Cette petite ville de 26.000 habitants dans la région de Nijni-Novgorod vit en grande partie de ses poupées russes et de vaisselle en bois peint depuis 1916, date de la création de la fabrique Khokholmskaïa Rospis, laquelle emploie aujourd’hui 1.140 personnes.

Mais, crise oblige, la demande a chuté ces derniers mois et les ouvrières ont dès lors dû accepter de travailler à temps partiel et en échange de salaires réduits, explique le patron de la fabrique, Nikolaï Korotkov.

“Notre entreprise a ressenti la crise à la fin de l’année dernière. En novembre-décembre, les ventes ont chuté de 20%, ce qui nous a forcés à réduire la production cette année”, explique le PDG de l’entreprise.

“Les poupées, ce n’est pas vraiment le pain quotidien, ce ne sont pas des vêtements: on peut s’en passer”, résume-t-il.

Dans ces conditions, les ouvrières, dont beaucoup ont consacré leurs vies à ces figurines multicolores représentant généralement des paysannes endimanchées, se demandent désormais de quoi l’avenir sera fait.

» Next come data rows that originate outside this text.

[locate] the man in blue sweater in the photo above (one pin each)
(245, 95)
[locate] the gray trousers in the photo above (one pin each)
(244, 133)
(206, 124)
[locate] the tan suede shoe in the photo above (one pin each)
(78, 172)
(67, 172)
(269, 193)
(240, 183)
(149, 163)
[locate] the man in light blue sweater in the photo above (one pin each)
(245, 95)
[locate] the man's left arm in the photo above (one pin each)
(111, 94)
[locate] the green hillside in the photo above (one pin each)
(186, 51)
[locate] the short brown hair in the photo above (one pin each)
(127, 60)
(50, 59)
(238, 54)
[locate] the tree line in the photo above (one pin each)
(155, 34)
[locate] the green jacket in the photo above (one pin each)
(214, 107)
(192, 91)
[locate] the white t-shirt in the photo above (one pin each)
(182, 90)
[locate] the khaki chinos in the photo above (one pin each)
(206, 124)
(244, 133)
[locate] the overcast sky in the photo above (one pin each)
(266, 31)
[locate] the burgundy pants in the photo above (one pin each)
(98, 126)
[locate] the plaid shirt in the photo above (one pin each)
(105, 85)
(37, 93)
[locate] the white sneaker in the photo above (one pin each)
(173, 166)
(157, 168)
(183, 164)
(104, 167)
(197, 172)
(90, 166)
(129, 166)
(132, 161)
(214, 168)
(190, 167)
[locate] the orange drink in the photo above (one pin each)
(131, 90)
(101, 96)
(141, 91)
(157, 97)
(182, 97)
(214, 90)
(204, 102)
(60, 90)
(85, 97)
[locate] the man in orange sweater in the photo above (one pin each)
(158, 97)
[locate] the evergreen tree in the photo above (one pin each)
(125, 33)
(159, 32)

“Tout va mal, on ne vit plus, on survit. J’ai deux enfants et quatre petits-enfants mais les jeunes ne savent pas où aller (pour trouver du travail), cette incertitude fait peur”, explique Valentina Petrovna, 55 ans, qui peint des poupées russes depuis quatre décennies.

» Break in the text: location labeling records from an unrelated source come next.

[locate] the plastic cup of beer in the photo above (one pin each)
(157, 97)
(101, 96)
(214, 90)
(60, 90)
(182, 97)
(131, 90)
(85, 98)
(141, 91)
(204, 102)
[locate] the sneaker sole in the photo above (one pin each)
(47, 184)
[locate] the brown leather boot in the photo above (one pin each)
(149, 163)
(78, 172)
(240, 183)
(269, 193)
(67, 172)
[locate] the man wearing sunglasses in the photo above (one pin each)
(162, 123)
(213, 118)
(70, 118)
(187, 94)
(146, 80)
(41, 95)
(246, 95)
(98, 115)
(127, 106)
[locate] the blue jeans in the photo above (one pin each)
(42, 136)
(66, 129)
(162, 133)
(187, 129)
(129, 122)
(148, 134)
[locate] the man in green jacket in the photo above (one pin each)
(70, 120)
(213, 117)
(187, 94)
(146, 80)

“C’est la période la plus difficile. A la chute du communisme (et de l’URSS en 1991) on ne nous payait pas à temps, mais on savait qu’on finirait par recevoir notre salaire. Mais maintenant, si l’on travaille un jour, on ne travaille pas les deux suivants”, se lamente-t-elle.

Une incertitude aux conséquences douloureuses: désormais, les

ouvrières doivent se contenter de quelque 3.000 roubles mensuels (environ 65 euros), alors qu’elles gagnaient le double il y encore quelques mois.

“On économise sur l’alimentation. Les fruits coûtent très cher, alors on en achète moins. La viande, on a laissé tomber. On ne mange que ce qu’on fait pousser dans le potager”, témoigne Antonina Tchertichieva, qui depuis 27 ans travaille dans l’usine de Semenov.

Une situation qui est loin d’être unique dans le pays: selon une étude de la banque d’investissement Renaissance Capital publiée en février, les Russes ont consacré au second semestre 2008 environ 75% de leur revenu à l’alimentation, le niveau le plus élevé depuis la crise économique de 1998 lorsque la Russie s’était retrouvée en défaut de paiement.

Le patron de l’usine de “matriochka” (poupées russes, ndlr) essaye cependant de rester quelque peu optimiste, il veut croire que la crise économique sera brève, et compte sur des allègements fiscaux promis par le gouvernement russe.

“Nous sommes optimistes, la crise finira un jour”, assure M. Korotkov, qui promet de ne licencier aucune ouvrière. “Pour former nos artisans il faut des années de travail méticuleux. Et puis Semenov est une petite ville, il leur serait très difficile de trouver un autre emploi”.